Christopher Perkins – Wizards' game design architect – announced a new inclusion review process for the Dungeons & Dragons studio in November 2022.[135][136][137] This process will now require "every word, illustration, and map" to be reviewed at several steps in development "by multiple outside cultural consultants prior to publication".[138] The previous process only included cultural consultants at the discretion of the product lead for a project. All products being reprinted will also go through this new review process and be updated as needed.[139][136][138]
(what else are your feet for other than to shoot?)
For a libertarian site, there's a lot of people here mad at WOTC for taking more control of how their property is used by other people.
The OGL was pretty great. I'm a lawyer, but not a copyright lawyer, but my tentative expectation for all this would be that they can change the rules going forward, but not backward.
But then again, for the initial grant's claim of "irrevocability" to actually be enforceable against WOTC, it would have to be part of a binding contract. That brings me to this claim:
"Unlike a bare license without consideration, an offer to contract like this cannot be revoked unilaterally once it has been accepted, under the law of Washington (where they are located) and other states,"
That's broadly correct, yes. But did this alleged contract actually have consideration? For the layman, consideration is a weird legal term for the thing or service of value being offered by EACH party to the contract. In other words, "I will give you one million dollars" is not a binding contract, but "I will give you one million dollars if you give me your racehorse" is. I might be wrong, but nobody was PAYING WOTC anything to operate under the OGL, right? What is the consideration flowing from the OGL users to WOTC that would make the promise never to revoke the license enforceable?

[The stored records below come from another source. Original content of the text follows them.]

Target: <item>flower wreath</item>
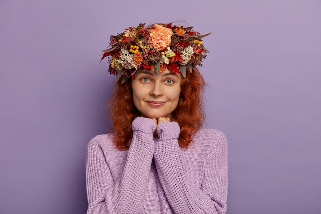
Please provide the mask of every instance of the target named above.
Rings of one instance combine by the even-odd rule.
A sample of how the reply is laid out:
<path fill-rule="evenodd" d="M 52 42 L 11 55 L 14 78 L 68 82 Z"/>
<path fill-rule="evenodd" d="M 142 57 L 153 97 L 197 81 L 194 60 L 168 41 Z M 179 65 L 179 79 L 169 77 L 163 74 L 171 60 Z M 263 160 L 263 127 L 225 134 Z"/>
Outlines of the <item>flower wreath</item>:
<path fill-rule="evenodd" d="M 140 24 L 130 27 L 117 36 L 110 36 L 110 45 L 102 60 L 109 56 L 108 71 L 117 75 L 124 83 L 138 74 L 139 68 L 156 69 L 157 74 L 166 68 L 172 73 L 186 76 L 186 69 L 192 72 L 193 66 L 202 66 L 202 61 L 209 52 L 203 46 L 202 38 L 211 33 L 200 35 L 193 27 L 166 27 L 156 24 L 150 27 Z"/>

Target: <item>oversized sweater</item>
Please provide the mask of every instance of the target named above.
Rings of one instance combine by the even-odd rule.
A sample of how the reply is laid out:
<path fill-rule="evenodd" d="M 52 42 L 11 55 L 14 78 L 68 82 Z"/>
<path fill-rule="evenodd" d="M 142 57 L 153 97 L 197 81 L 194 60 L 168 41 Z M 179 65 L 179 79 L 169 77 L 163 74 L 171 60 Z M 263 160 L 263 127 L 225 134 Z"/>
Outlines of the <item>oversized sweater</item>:
<path fill-rule="evenodd" d="M 187 150 L 178 142 L 175 122 L 132 123 L 129 149 L 115 148 L 112 134 L 89 143 L 86 158 L 88 208 L 92 213 L 225 213 L 227 143 L 216 129 L 200 129 Z"/>

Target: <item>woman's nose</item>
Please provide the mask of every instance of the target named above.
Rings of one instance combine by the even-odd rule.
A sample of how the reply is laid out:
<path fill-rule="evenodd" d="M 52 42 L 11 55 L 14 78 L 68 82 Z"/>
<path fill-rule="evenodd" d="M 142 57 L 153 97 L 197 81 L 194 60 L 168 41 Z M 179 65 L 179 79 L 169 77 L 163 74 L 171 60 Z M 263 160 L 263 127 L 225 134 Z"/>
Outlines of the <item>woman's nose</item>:
<path fill-rule="evenodd" d="M 153 96 L 160 96 L 163 95 L 163 89 L 162 86 L 159 83 L 155 83 L 150 91 L 150 94 Z"/>

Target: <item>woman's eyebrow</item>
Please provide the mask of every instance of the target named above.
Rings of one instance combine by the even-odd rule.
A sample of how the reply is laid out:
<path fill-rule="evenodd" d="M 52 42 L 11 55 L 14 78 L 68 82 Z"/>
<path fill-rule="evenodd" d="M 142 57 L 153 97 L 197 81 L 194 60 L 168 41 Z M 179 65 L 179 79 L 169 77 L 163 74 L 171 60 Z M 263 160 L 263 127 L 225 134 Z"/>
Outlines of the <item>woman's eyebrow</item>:
<path fill-rule="evenodd" d="M 171 76 L 171 75 L 174 75 L 174 76 L 176 76 L 177 77 L 178 77 L 178 75 L 177 74 L 176 74 L 176 73 L 165 73 L 165 74 L 163 75 L 163 76 Z"/>
<path fill-rule="evenodd" d="M 149 75 L 150 76 L 154 76 L 154 73 L 152 73 L 151 72 L 147 71 L 142 71 L 139 72 L 139 73 L 145 73 L 145 74 Z M 138 74 L 139 74 L 138 73 Z"/>

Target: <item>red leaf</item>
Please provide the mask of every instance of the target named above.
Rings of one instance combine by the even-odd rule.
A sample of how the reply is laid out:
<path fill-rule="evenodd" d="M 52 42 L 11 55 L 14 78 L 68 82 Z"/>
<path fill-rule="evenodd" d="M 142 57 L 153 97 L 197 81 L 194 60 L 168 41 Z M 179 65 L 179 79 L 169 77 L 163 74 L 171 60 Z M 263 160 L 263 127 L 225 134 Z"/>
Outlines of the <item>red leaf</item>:
<path fill-rule="evenodd" d="M 129 39 L 129 38 L 127 38 L 126 37 L 125 38 L 125 40 L 124 40 L 124 42 L 126 43 L 128 43 L 130 41 L 130 40 Z"/>
<path fill-rule="evenodd" d="M 195 53 L 197 55 L 202 54 L 202 53 L 205 52 L 205 50 L 203 48 L 198 48 L 197 49 L 197 47 L 194 47 L 193 48 L 193 51 L 194 51 L 194 53 Z"/>
<path fill-rule="evenodd" d="M 169 64 L 167 65 L 167 69 L 172 73 L 174 74 L 180 74 L 180 67 L 176 64 Z"/>
<path fill-rule="evenodd" d="M 182 54 L 180 53 L 177 53 L 176 55 L 174 56 L 174 61 L 175 62 L 178 62 L 183 61 L 183 58 L 180 56 Z"/>
<path fill-rule="evenodd" d="M 152 69 L 152 67 L 150 65 L 145 64 L 141 64 L 141 67 L 144 67 L 145 68 L 149 70 L 151 70 Z"/>

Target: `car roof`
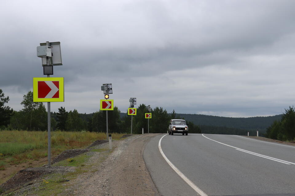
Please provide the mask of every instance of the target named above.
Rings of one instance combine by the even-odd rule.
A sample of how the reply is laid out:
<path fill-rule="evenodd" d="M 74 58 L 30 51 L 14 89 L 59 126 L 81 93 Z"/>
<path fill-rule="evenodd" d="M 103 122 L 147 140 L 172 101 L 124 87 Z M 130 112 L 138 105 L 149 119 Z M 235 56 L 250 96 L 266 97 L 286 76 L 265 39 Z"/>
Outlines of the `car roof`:
<path fill-rule="evenodd" d="M 185 120 L 184 120 L 183 119 L 171 119 L 171 121 L 185 121 Z"/>

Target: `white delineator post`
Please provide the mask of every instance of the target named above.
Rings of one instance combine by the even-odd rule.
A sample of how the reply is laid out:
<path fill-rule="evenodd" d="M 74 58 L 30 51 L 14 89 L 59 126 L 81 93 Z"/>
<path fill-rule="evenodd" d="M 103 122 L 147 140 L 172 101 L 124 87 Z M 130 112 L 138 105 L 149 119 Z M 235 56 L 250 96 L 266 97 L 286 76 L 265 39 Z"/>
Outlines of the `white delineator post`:
<path fill-rule="evenodd" d="M 110 150 L 111 150 L 112 148 L 112 134 L 108 134 L 108 145 L 110 147 Z"/>

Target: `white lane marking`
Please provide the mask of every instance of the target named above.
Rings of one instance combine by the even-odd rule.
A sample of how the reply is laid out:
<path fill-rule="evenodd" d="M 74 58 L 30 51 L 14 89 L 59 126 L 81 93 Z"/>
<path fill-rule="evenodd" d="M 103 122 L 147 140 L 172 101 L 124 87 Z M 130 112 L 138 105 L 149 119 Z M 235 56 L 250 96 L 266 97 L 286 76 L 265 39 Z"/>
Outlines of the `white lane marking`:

Interesting legal questions. Get the Volokh bloggers on this so we can get some better legal analysis.
WOTC is so bad at what it does, that 2 months ago, it's mismanagement made Hasbro's stock to drop 10%. Bank of America accused them of killing their long-term viability for short-term gains. Sounds like WOTC is doing the same thing here.
The Tabletop Role-Playing community, particularly the Dungeons & Dragons community, is currently upset about changes to the game's Open Game License (OGL). The OGL is a legal agreement that allows third-party publishers to create and sell materials that are compatible with the game. The changes to the OGL, which were announced in 2020, include a number of restrictions on what third-party publishers can do with the game's content, including a ban on using the game's proprietary terms and a requirement to use a new logo. Many in the community feel that these changes will stifle creativity and limit the ability of small publishers to create and sell compatible materials. Additionally, the changes sparked concern over the level of control Wizards of the Coast (the publisher of Dungeons & Dragons) is exerting over the use of the game's content.